El Estado, como ente administrativo de una nación, ha adquirido en su devenir, como concepto y como ente en sí, diversas interpretaciones según la época y los intereses de clase de quien lo analiza. En teoría económica, por ejemplo, hay quien dice que el Estado debe intervenir activamente dentro de la economía y quien, por el contrario, afirma que no debe intervenir en lo mínimo posible, dejando así, al libre mercado administrar una nación. Ahora bien, incluso estos últimos, aceptan que el Estado debe intervenir en todo aquello que el libre mercado no pueda suministrar, y que a su vez, sea fundamental para salvaguardar el status quo.
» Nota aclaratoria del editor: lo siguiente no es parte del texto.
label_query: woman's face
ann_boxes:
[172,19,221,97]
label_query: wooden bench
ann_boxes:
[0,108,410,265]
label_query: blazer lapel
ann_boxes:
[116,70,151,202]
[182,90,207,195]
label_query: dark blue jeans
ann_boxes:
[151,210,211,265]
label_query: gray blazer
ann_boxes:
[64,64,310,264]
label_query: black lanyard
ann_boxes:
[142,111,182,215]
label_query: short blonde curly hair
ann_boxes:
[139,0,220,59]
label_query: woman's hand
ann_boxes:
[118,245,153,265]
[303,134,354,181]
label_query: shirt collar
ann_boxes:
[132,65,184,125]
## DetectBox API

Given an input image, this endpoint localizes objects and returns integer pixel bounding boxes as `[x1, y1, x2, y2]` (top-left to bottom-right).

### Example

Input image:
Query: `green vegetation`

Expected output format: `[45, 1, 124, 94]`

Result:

Un claro ejemplo de lo anterior es el problema de la vivienda en México. Un país en donde 50 millones de personas no tienen los ingresos suficientes para sustentar un hogar propio, requiere del Estado para solventar dicha necesidad básica. Es decir, la “institución” básica del Estado, el Gobierno Federal, está obligada a brindar a la población nacional una vivienda digna. Para esto, al menos teóricamente, existen programas de apoyo a la vivienda administrados por la Secretaría de Desarrollo Social, programas prácticamente inservibles gracias al uso partidista que se les da en nuestro país.
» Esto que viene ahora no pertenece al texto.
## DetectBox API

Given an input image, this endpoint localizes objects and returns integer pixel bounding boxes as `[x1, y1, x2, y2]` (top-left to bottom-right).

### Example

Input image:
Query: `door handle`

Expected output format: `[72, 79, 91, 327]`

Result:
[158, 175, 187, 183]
Como quizá es sabido por la mayoría de los amables lectores de este medio informativo, el Movimiento Antorchista se encuentra plantado en las afueras de la Secretaría de Gobernación desde hace 10 días; los motivos muy probablemente también ya sean conocidos: la falta de entrega de 50 millones de pesos por parte de la Sedesol para programas de vivienda en 12 estados de la República a ciudadanos humiles afiliados al Movimiento Antorchista. La política de la Sedesol y de la Secretaría de Hacienda y Crédito Público busca, claramente, favorecer a los grupos y gobiernos afines al partido en el poder.
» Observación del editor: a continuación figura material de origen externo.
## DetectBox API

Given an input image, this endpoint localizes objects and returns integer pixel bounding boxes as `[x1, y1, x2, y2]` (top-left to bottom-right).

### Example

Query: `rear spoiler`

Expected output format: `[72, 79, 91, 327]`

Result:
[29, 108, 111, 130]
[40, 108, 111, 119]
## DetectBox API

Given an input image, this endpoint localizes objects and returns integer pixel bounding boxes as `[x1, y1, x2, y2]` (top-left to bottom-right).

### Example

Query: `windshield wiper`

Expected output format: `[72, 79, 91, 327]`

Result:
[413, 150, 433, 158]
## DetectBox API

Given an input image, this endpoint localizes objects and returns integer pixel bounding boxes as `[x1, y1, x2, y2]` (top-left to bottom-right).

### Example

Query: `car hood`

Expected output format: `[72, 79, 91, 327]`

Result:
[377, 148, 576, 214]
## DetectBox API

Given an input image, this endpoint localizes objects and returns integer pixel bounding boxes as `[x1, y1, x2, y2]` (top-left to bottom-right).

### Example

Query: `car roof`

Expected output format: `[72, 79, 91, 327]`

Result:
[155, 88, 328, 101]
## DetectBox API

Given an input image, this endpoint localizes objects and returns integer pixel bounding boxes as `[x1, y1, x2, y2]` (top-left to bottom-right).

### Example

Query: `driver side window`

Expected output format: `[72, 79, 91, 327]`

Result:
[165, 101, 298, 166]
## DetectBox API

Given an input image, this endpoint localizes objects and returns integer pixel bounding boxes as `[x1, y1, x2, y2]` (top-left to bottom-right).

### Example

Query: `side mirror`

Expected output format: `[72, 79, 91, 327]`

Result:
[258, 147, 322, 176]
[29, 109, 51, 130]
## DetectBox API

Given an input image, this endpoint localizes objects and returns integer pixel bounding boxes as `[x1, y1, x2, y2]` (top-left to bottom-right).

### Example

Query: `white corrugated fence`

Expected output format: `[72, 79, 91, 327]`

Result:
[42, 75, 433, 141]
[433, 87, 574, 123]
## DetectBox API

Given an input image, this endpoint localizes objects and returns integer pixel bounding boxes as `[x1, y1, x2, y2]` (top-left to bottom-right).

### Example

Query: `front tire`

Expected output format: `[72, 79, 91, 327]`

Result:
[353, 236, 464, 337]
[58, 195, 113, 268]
Parece que a la Secretaría de Desarrollo Social se le olvidó lo que ella misma define como, “Líneas de acción de la política social” consistentes, en una estrategia que (escribo textualmente) “Busca concentrar todas las acciones del Gobierno Federal encauzándolas hacia un mismo objetivo: el Desarrollo Humano Sustentable…” ¿Qué quiere decir esto? Parece ser que ni la misma Sedesol lo sabe.
Ante oídos sordos del Gobierno Federal, el plantón Antorchista se mantendrá por tiempo indefinido, y, a su vez, se llevará a cabo una marcha a la residencia oficial de los pinos.
Y es que, ante tales negativas, claramente discriminatorias y partidistas, no existe otra solución más que la organización popular, la organización consiente para exigir a aquellos con capacidad y, por tanto, obligados a resolver el problema, den solución a las necesidades patrimoniales de los más humildes.